Sometimes we may not be aware of how pervasive Greek civilization and philosophy was in the formation of the presentation by the early church Jesus of Nazareth.

For St. Paul and for the majority of early Christians, Jesus was known first in an experience of the Risen Christ, through the Holy Spirit.  So the Jesus of the writings of the New Testament is a Risen Christ experience, put in the shadow physical form a narrative of the life of Jesus.  But the events in the narrative life of Jesus, actually were presentations of the heavenly ascended Christ.  Each event of Jesus recounted had a inner spiritual teaching purpose.

The stories in the Gospels use the disciples as persons who were unenlightened about the spiritual significance of Jesus, and so they were presented as those who were bound to physical meanings.

The disciples understood the notion of a king in a very literal way.  If Jesus is a king, then we want to be nobility in his kingly court when he takes over Palestine and begins to rule. 

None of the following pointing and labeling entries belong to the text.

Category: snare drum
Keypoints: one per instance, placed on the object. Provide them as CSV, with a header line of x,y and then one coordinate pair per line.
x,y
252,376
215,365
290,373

Jesus was not an earthly king; he was not an earthly priest, he was not an earthly shepherd; all of these were shadow metaphors for the spiritual meaning of the life of the Risen Christ.  The life, the death, the resurrection, and the ascension were points of identity for the people who actually never saw Jesus.  Paul, like most of the followers of Jesus, professed the mystical experience of identity of being crucified with Christ, being raised to new spiritual life with Christ, and ascending with Christ be be seated with Christ in heavenly places.  These are not my words; they are the words of St. Paul.  He wrote about the spiritual experience of the Risen Christ within the early Jesus Movement.

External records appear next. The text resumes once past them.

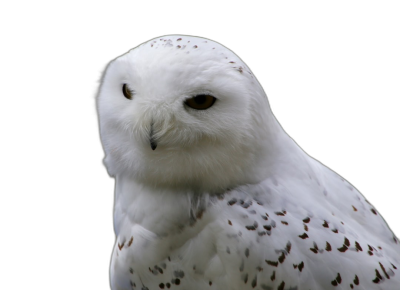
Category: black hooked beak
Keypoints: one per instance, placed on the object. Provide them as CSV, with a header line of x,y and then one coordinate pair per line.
x,y
153,143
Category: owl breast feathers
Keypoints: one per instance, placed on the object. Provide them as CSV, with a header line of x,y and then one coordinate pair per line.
x,y
211,193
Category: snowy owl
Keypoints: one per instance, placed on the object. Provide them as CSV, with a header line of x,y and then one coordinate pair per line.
x,y
211,193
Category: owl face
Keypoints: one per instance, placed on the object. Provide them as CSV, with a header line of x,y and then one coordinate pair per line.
x,y
181,111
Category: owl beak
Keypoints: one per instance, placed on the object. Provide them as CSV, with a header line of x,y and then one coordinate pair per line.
x,y
153,143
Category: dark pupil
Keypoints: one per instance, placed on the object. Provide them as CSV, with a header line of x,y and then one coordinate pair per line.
x,y
200,99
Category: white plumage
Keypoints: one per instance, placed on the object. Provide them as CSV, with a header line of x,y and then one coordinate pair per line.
x,y
222,197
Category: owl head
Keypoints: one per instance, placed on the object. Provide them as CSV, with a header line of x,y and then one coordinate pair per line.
x,y
184,112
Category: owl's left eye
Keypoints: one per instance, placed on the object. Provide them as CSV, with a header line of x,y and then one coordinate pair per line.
x,y
127,92
200,102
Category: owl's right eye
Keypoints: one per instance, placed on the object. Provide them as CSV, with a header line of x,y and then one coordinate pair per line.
x,y
127,92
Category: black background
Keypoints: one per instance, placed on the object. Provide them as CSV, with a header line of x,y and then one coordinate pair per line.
x,y
330,83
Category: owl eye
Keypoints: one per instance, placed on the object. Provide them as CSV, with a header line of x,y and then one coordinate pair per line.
x,y
200,102
127,92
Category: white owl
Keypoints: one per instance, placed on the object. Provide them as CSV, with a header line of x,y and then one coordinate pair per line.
x,y
211,193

What do humans aspire to in the world?  They often want to be great.  They want to be first.  "Jesus, if we follow you, why can't we be great and first?  It is very human to want to be first and great.  So, if you are king of the world, and we're your followers, shouldn't we share in your greatness as king of Palestine and the world?"

The teaching oracle of the words of Jesus in the Gospel of Mark which were being presented during the time of a crushed homeland and destroyed temple were words about seeing things spiritually, and not literally.

We find this method to be difficult because we have been a part of what I call Empire Christianity.  We have lived in the world, where Christians have had majority status and therefore lots of clout.  When we have power and might, success and triumph, we are tempted to over-identify the kingdom of God with our being on the "winning side."  We can see so many Christians acting as dominionist; those who believe they have a God-given right to dominate the environment and the world.

But this is not the Risen Christ; this is not words and the message of the life of Jesus as presented in the Gospel.

If we have the blessing of power, knowledge and success in our lives today, how can we adapt the Gospel to our lives which was written mainly for oppressed people?

I believe that only way to save us from the cruelties of Empire Christianity, is to be people who use power, wealth, and knowledge to help the poor and the marginalized people, some who have been marginalized by Empire Christianity.

I believe the Gospel words of Jesus Christ challenge us about how we have been living in Empire Christianity.  If we are not helping the poor and the marginalized to full dignity in our society, then we have not had the spiritual awakening and the inner conversion to the Risen Christ, the one who was proclaimed by St. Paul and the early Christians.

The Gospel words of Jesus today are calling us to work to make the "last in society, first in dignity and honor."  This is the high calling of Jesus, and our failures are frightening and the task is daunting.  Let us be a part of converting Empire Christianity to the use of wealth, power, and education for the equal expression of life, liberty, and the pursuit of happiness for all of God's children in our world.  Amen.